En términos relativos, Costa Rica muestra notables avances en materia de equidad de género, a juzgar por un reciente informe del Foro Económico Mundial. Comparada con América Latina y aun con el resto del mundo, nuestra nación sale bien librada. No hay, sin embargo, motivos para celebrar. El panorama global es lamentable y nuestra ubicación en los primeros lugares de la lista es consuelo de tontos. Por el contrario, algunos índices favorables más bien nos condenan.
Poco importa la ventaja de las mujeres en formación universitaria. Por cada hombre, hay 1,26 mujeres con título, pero eso apenas se refleja en la participación real en la distribución de los ingresos. La encomiable estadística educativa solo comprueba que el esfuerzo de la mujer costarricense no se ve recompensado.
A largo plazo, si las soluciones deseables no alteran favorablemente el curso de los acontecimientos, los logros femeninos en el campo de la educación terminarán por vencer la desigualdad, pero solo se vive una vez y habrán pasado las generaciones actuales, y quizá alguna futura, sin disfrutar lo que en justicia les pertenece.
La promesa implícita en la creciente participación de la mujer en política tampoco debe aplacar la impaciencia. Por cada hombre, hay 0,44 mujeres en la función pública. Ocupamos el decimoprimer puesto de países con más mujeres en el Parlamento y el decimosegundo en cuanto a participación femenina en el Gabinete, y eso sin insistir en la Presidencia del Ejecutivo, ganada en febrero por doña Laura Chinchilla.
La participación femenina en la política y el Estado responde a programas y leyes diseñados para ese fin. Es un área donde el país pone el énfasis desde hace un cuarto de siglo, pero no se corresponde con la realidad cotidiana del grueso de la población femenina. Juzgar a partir del papel cada vez más destacado de la mujer en la política es tornar invisible a la gran mayoría de trabajadoras.
En general, la brecha de género nos ubica en el vigésimo octavo lugar en el mundo y la clasificación que más nos debe importar, la remuneración obtenida por el mismo trabajo, nos coloca en el puesto 72. Esa es la cifra más importante porque, expresada de otra manera, significa que las mujeres ganan el 66% del ingreso pagado a un hombre por desempeñar la misma tarea, con igual o mayor excelencia. Este es, finalmente, el dato que nos debe ocupar y también el motivo para no celebrar el carácter relativamente favorable de las clasificaciones obtenidas.

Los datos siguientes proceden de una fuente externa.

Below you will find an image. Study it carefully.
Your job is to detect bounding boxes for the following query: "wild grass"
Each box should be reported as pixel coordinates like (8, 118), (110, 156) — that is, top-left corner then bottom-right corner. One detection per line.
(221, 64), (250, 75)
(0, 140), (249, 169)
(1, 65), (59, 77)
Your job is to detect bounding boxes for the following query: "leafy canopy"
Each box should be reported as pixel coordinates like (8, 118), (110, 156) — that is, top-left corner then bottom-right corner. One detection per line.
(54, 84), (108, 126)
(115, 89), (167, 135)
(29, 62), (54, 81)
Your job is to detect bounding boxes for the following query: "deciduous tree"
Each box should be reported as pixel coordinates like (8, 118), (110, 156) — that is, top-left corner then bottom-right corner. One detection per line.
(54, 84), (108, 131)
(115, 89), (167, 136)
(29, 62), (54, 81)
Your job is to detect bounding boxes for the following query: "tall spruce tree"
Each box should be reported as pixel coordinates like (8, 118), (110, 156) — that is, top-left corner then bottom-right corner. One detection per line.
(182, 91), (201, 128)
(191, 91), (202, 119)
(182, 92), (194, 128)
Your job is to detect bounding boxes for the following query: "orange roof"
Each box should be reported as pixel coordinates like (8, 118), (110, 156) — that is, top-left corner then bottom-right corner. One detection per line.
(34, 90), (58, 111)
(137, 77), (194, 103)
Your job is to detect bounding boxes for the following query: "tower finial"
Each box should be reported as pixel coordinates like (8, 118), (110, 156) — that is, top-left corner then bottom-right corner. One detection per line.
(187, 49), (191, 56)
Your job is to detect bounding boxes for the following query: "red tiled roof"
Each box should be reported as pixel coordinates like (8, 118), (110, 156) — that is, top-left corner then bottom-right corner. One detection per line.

El primer puesto en Centroamérica, el tercero en Latinoamérica y el Caribe, o el vigésimo octavo en el mundo significan muy poco frente a condiciones tan injustas. Nadie en su sano juicio defiende semejante desigualdad, pero persiste. Por eso, en esta como en otras materias debemos medirnos frente a nosotros mismos y nuestro sentido de la equidad y la justicia.
Si no, midámonos contra los mejores, contra los países escandinavos, porque sus logros en esta materia deben ser la meta. Islandia, Noruega, Finlandia y Suecia son dueños de los primeros cuatro lugares y demuestran que un país puede hacerse rico si aprovecha las potencialidades de toda su población y no solo de la mitad.
No se trata de menospreciar los avances obtenidos, sino de justipreciar el faltante y diseñar las políticas apropiadas para cerrar la brecha. La tarea es urgente porque confiar en el efecto benéfico, a largo plazo, de la participación de la mujer en la política o su avidez por el aprendizaje implica traicionar las justas aspiraciones de las mujeres de hoy, todas madres, hijas, hermanas o esposas de hombres que disfrutan, en la sociedad actual, de una injustificable ventaja.